研究課題
本研究は、消化器系臓器における発癌過程において、転写後調節を行うRNA分解酵素であるRegnase-1が果たす役割を明らかにすることを目的としている。まずヒト大腸癌細胞株(SW48)に対してIL-1βによる刺激実験を行ったところ、刺激1時間後よりRegnase-1は速やかに誘導されれることがわかった。次にヒト大腸癌におけるRegnase-1発現レベルを検討するため、ESD検体および切除検体のパラフィン切片を用いて免疫染色を行った。その結果、多くの症例で腫瘍部にRegnase-1の高発現を認めた。次にヒト大腸癌細胞株(Caco-2)を用いて、Regnase-1が標的としているmRNA候補の同定を行った。siRNAを用いてRegnase-1ノックアウトを行い、RNA-seq(Illumina NovaSeq6000)によりRNA発現変化を網羅的に探索した。その結果、KIT, E2F2, CCND3, TNS4, DNMT3B, METといった複数のの癌関連遺伝子のmRNA発現が上昇していることが判明し、他のcell line(SW48, HT29)を用いても同様の結果が得られた。さらにCaco-2を用いてRegnase-1のover-expression実験を行い、上記結果の裏付けを得ることができた。現在、これらの候補遺伝子について、実際にRegnase-1によるdegradationが起こっているかどうかにつき引き続き検証を進めているところである。またマウス実験においては、腸管特異的にRegnase-1をノックアウトしたマウス(Villin-Cre; Reg1fl/fl; ApcMin/+)において、非ノックアウトマウスと比較して有意な大腸腫瘍の増加を認めた。すなわちRegnase-1は大腸で腫瘍抑制的に働いている可能性を示唆しているものと考え、さらに実験を進めている。
2: おおむね順調に進展している
現在のところ、消化器系臓器の中でも大腸癌に標的を絞って研究を進めており、大腸癌臨床検体およびヒト大腸細胞株を用いたin vitro実験、腸管特異的Regnase-1ノックアウトマウスを用いた発癌実験を並行して行っている。研究実績の概要に記載の通り、いずれの実験においても大腸癌の発生機序においてRegnase-1が関与している可能性を示唆する結果が得られつつあり、おおむね順調に研究が進展しているものと考えている。

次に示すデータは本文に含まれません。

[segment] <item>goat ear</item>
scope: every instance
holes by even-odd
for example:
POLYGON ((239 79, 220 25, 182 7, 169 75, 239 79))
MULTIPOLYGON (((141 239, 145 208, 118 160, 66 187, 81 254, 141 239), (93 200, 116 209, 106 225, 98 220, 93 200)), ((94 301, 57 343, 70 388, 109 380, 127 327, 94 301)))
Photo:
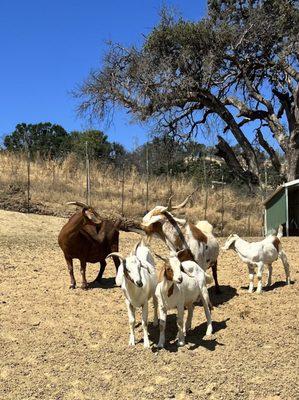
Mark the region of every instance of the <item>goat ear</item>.
POLYGON ((158 271, 157 271, 158 283, 163 281, 164 276, 165 276, 165 264, 163 264, 163 266, 158 268, 158 271))
POLYGON ((82 213, 92 222, 95 224, 100 224, 102 221, 99 219, 99 217, 93 212, 91 208, 83 208, 82 213))
POLYGON ((193 254, 191 253, 190 249, 183 249, 180 250, 176 253, 177 258, 180 260, 180 262, 183 261, 194 261, 193 254))
POLYGON ((184 274, 188 275, 190 278, 195 278, 194 275, 192 275, 189 271, 187 271, 181 264, 181 271, 184 272, 184 274))
POLYGON ((141 266, 147 270, 149 274, 152 274, 152 265, 147 261, 142 261, 141 266))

大腸癌細胞株でのRegnase-1の標的mRNA候補の同定については、これまでに候補として挙がったKIT, E2F2, CCND3, TNS4, DNMT3B, METといった各種癌抑制遺伝子のmRNAが、実際にRegnase-1によるdegradationの標的となっているかどうかを検証するため、3'UTR luciferase assayやRNA-IPによる追加実験を予定している。またマウスを用いた実験においては、ApcMin/+マウス発癌において、Regnase-1は大腸で腫瘍抑制的に働いている可能性があることを示唆する結果が得られてきており、今後さらにマウス数を増やし、その表現型解析およびRegnase-1の標的候補遺伝子の発現レベルの検討を行ってゆく予定である。